Is the presheaf defined by $U\to \operatorname{Im}(\alpha (U))$ indeed a sheaf?

Question

Let $A$ be a commutative ring with unity and $L,M$ be $A$-modules. Given a morphism of $\mathcal O_{\operatorname{Spec}A}$-modules $\alpha: \widetilde L \to \widetilde M$, for any open subset $U\subset \operatorname{Spec}A$, is the presheaf of modules defined by $U\to \operatorname{Im}(\alpha (U))$ indeed a sheaf of modules?

Answer 1

$\forall f\in A, D(f)\to \operatorname{Im}(\alpha(D(f)))=(\operatorname{Im}(\alpha(\operatorname{Spec}A)))_f$, so the presheaf is isomorphic to $\widetilde{\operatorname{Im}(\alpha(\operatorname{Spec}A))}$, and it is indeed a sheaf.

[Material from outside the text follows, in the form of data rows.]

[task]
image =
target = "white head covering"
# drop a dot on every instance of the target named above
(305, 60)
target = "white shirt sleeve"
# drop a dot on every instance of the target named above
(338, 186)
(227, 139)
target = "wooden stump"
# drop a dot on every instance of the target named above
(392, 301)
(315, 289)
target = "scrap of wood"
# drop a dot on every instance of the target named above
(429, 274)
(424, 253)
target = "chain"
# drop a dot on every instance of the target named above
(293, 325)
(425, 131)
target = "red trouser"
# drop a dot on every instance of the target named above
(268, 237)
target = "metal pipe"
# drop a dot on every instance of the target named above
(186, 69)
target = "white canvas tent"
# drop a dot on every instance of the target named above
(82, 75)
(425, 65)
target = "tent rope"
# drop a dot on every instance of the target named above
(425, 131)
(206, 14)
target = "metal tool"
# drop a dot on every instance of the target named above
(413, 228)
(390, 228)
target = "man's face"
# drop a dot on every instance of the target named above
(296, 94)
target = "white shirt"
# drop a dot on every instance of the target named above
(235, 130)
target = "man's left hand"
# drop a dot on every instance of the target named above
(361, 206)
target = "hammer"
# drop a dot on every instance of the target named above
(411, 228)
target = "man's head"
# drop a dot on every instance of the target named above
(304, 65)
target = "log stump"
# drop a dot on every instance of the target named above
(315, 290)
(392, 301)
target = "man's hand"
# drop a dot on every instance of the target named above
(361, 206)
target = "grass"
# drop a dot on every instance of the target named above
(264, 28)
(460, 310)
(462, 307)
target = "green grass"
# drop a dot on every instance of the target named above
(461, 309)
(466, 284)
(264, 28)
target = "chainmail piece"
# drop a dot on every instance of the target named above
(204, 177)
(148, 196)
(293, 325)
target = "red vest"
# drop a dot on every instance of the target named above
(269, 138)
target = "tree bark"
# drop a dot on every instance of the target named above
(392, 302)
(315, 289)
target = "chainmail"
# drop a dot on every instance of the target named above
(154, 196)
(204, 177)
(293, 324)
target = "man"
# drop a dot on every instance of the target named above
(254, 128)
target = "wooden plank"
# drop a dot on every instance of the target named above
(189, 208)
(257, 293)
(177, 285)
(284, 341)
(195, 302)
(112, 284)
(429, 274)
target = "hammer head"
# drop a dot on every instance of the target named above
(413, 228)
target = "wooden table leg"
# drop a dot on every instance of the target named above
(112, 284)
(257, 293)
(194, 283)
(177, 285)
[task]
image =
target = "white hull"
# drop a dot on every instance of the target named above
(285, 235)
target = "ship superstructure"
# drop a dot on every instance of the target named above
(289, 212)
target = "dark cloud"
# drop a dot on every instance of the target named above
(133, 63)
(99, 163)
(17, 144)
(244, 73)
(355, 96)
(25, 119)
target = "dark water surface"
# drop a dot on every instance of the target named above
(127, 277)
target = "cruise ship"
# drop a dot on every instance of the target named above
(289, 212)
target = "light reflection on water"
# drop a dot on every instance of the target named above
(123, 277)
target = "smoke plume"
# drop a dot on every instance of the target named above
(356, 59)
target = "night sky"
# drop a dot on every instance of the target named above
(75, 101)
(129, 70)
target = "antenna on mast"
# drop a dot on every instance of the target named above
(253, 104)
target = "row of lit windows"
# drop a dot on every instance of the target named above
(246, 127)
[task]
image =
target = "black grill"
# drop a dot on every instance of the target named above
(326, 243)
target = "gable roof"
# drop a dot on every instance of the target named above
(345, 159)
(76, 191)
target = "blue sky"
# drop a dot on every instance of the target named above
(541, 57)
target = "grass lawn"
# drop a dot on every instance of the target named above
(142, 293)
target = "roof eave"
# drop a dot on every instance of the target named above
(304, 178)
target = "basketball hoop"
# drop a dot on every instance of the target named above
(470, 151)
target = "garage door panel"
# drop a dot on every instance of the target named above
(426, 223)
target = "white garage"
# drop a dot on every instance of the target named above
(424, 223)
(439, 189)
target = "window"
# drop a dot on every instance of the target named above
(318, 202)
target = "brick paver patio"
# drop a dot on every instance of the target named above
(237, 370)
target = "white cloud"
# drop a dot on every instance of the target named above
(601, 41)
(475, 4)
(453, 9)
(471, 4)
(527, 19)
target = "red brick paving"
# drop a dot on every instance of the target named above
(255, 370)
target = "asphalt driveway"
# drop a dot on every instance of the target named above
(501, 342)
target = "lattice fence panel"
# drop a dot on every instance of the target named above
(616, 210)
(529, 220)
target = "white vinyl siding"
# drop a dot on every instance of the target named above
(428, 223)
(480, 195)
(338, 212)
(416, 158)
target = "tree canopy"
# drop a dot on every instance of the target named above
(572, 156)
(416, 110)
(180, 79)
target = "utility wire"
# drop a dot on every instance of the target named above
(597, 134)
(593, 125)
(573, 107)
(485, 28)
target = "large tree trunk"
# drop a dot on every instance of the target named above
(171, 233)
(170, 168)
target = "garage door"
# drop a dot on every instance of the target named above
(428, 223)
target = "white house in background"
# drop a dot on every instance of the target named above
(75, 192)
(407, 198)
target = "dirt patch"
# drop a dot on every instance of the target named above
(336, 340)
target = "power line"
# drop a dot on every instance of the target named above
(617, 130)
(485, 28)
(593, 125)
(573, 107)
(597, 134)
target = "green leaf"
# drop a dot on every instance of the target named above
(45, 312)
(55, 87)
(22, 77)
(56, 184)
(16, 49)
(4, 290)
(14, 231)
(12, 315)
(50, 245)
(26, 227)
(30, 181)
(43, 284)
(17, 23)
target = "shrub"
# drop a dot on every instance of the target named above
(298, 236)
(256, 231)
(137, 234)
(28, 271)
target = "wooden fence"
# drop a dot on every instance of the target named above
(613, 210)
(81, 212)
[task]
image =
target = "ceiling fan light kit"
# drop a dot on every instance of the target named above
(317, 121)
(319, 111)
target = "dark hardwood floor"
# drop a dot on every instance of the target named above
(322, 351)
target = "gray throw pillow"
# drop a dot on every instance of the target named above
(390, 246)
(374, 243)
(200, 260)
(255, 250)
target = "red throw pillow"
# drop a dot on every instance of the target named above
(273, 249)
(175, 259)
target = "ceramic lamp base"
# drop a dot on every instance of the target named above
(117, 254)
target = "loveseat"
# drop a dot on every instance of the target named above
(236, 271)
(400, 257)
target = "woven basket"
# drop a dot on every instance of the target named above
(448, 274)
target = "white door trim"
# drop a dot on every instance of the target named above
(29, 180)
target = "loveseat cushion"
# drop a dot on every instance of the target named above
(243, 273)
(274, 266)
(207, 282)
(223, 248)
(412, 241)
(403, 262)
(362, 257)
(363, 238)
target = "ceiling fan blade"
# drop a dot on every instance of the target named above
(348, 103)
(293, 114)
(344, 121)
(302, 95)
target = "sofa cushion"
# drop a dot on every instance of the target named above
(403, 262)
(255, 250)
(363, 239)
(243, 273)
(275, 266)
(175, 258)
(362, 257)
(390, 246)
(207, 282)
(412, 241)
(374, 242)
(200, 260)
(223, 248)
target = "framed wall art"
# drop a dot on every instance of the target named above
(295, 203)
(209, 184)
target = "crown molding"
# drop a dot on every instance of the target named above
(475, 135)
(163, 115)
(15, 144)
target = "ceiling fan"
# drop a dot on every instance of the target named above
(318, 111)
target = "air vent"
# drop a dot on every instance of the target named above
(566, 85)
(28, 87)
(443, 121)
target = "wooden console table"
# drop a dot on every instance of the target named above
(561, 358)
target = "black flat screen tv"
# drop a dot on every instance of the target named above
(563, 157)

Therefore, neither $A$ nor $\operatorname{Spec}A$ need be noetherian.

Answer 2

@MooS is correct, the sheaf $\text{im}(\alpha)$ is not the same as the presheaf of images. To see this, consider the following exact sequence, where $\mathscr{O}_{\mathbb{C}}$ is the sheaf of holomorphic functions on $\mathbb{C}$:

$$ 0 \rightarrow \mathbb{Z} \rightarrow \mathscr{O}_{\mathbb{C}} \rightarrow \mathscr{O}_{\mathbb{C}}^{\ast} \rightarrow 1$$

where the first map is multiplying by $2 \pi i$ and the second map is $\text{exp}$. Locally, one can take logarithms, making this sequence exact, but local existence of logarithms does not entail global existence. Now because this is exact, we know that the sheaf $\text{im}(\text{exp}) \simeq \mathscr{O}_{\mathbb{C}}^{\ast}$, so $\text{im}(\text{exp})(\mathbb{C})\simeq \mathscr{O}_{\mathbb{C}}^{\ast}(\mathbb{C})$, but $\text{exp} \left( \mathscr{O}_{\mathbb{C}}(\mathbb{C}) \right)$ is not isomorphic to $\mathscr{O}_{\mathbb{C}}^{\ast}(\mathbb{C})$.